There have never been any potatoes in this bed before and the "brown" potatoes was clearly a part of the purple potato plant (not an interplanting--I was very careful with the seed). I am at a loss for an explanation.


On the upside, the blue caribe are always a heavy yielder with about 5 gallons (25lbs?) from a 12-foot row. If I had let these go longer, the yield would have been higher. Lots of worms in the new bed which was encouraging and there was very little rust. If the other eight potatoes beds yield this heavily, we should be good for the winter.


Out back, we're starting to see some cucumbers (these are always a slow start for me). Ad some of the tomato plants are getting ridiculous with their fruit load. This is a tumbler plant and I have pictures about 1/10th of its growth. We'll have no shortage of cheery tomatoes this month!

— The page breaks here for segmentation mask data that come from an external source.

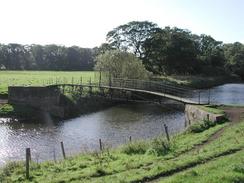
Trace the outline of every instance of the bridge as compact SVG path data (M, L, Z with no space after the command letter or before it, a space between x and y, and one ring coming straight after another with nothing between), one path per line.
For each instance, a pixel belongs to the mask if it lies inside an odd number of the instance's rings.
M82 88L87 87L89 88L90 93L92 92L93 88L98 88L100 90L107 89L109 93L114 90L117 91L129 91L132 93L140 93L140 94L148 94L155 97L162 97L166 99L170 99L173 101L177 101L183 104L209 104L210 98L207 99L206 97L203 101L201 98L201 91L194 90L192 88L181 87L166 84L159 81L146 81L146 80L136 80L136 79L121 79L121 78L111 78L108 81L101 81L97 83L79 83L79 84L53 84L49 85L49 87L72 87L72 88ZM191 97L189 97L191 96Z

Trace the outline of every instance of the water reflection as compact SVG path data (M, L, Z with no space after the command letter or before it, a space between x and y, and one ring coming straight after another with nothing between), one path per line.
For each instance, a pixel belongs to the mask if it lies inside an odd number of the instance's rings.
M45 117L46 118L46 117ZM182 111L166 110L153 104L123 104L81 117L55 122L12 122L0 125L0 163L24 159L26 147L32 149L34 159L60 157L60 141L64 141L67 154L98 149L101 138L108 146L128 140L149 138L163 133L162 124L171 133L184 129Z
M244 84L225 84L212 88L211 102L244 105Z

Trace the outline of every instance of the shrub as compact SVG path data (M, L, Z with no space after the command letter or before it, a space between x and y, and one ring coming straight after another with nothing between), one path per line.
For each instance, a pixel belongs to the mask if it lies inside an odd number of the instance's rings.
M216 123L213 121L204 120L202 122L197 122L195 124L192 124L189 127L189 131L193 132L193 133L200 133L200 132L203 132L204 130L207 130L210 127L213 127L215 125L216 125Z
M149 148L147 142L134 141L121 147L121 152L125 154L144 154Z
M172 145L163 136L152 140L151 148L157 152L157 155L165 155L171 151Z

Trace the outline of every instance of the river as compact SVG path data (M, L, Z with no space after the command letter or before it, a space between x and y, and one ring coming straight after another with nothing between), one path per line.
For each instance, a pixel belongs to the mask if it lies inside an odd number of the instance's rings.
M244 104L244 84L226 84L210 90L211 103ZM207 99L209 91L202 96ZM185 129L183 110L168 109L155 104L121 104L99 112L82 115L66 121L53 121L49 116L41 122L9 122L0 118L0 165L25 158L30 147L34 161L61 157L60 142L67 155L98 150L99 139L106 147L115 147L128 141L145 139Z

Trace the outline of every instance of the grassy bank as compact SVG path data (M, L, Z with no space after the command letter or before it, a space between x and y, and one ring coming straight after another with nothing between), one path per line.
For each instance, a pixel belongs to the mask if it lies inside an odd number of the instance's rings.
M88 82L95 80L95 72L64 71L0 71L0 96L7 94L8 86L43 86L58 83Z
M200 133L188 130L170 142L159 136L57 163L32 162L30 180L23 163L11 163L1 169L0 182L243 182L243 132L244 121L223 123ZM221 174L218 166L230 171Z
M155 76L155 80L164 81L169 84L182 85L192 88L204 89L213 86L241 82L237 76Z

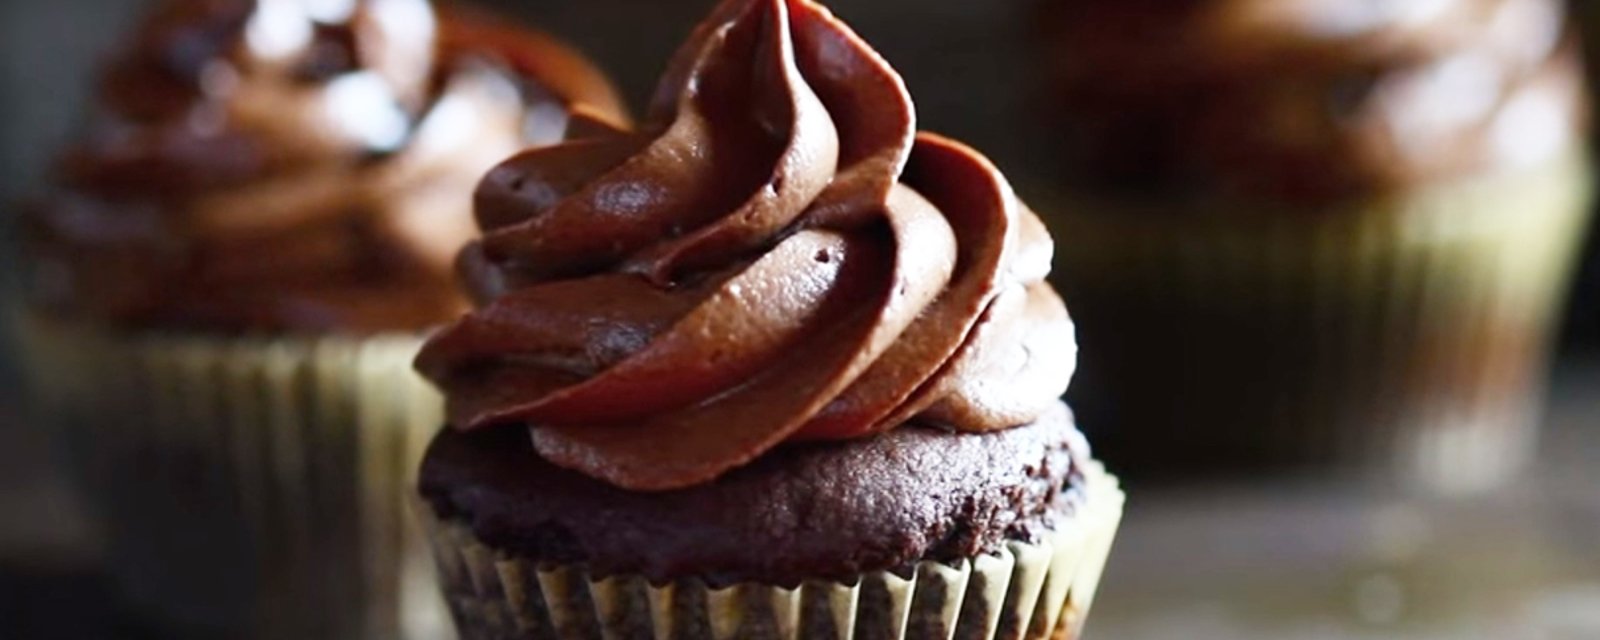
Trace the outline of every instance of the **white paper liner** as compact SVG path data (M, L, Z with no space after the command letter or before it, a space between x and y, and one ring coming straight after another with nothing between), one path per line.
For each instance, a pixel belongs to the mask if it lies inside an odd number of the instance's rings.
M1498 486L1533 453L1591 193L1568 158L1326 207L1065 198L1048 219L1080 391L1130 416L1084 404L1091 435L1130 473L1167 443Z
M1075 640L1122 519L1117 480L1090 465L1077 513L1039 544L845 583L710 589L595 579L491 549L417 501L463 640Z
M127 335L28 315L18 331L139 612L227 637L448 637L406 506L443 423L411 369L419 337Z

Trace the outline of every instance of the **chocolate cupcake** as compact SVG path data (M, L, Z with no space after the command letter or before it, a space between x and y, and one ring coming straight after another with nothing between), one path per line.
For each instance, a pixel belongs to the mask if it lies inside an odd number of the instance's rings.
M1122 494L1050 237L825 9L722 3L642 126L477 214L417 361L464 637L1077 637Z
M437 637L404 496L442 400L409 362L466 308L477 180L624 118L607 81L423 0L176 0L98 96L24 221L21 325L125 595L229 637Z
M1042 6L1108 459L1449 491L1529 460L1590 196L1560 4Z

Today we'll be pulling out the onions (which have mostly died down). I'll then be re-arranging the beds slightly (fewer, wider rows with a more sensible "entrance") and then we'll plant some buckwheat later on in the week.

4 comments:

  1. The potato mystery is strange! The only possibility I can come up with is that sometimes during regular cell division at the growing tip, plant cells will mutate randomly, and because it is the apical meristem (the growing tip, from which all the rest of the plant cells in that portion of the plant are derived), it changes how the plant grows or what it looks like. I'm not sure, but I think this is more likely to happen in newer (maybe less stable) plant varieties.
    For example, at AU Central, there are a number of the red-leaf variety of choke cherries planted near the fountains. One of these has recently sprouted a green-leaved twig from the tip of one branch.

    ReplyDelete
  2. Interesting; thanks! Weird it would happen on four of nine plants an sonly produce a single non-red. It could well be that the four plants that produced the off-colour potato were all daughters of a single plant last year thus share some sort of genetic error? Now that the potatoes have been cleaned and dried, the brown potatoes look the same as the red, except it lacks the skin pigmentation.

    ReplyDelete
  3. A very superficial search later and it looks like skin colour changes are the most common type of mutation. Still, it would be incredibly coincidental for there to be the same mutation in multiple plants, but as you say, if they are all daughters of the same plant, I suppose they might have a predisposition to colour change.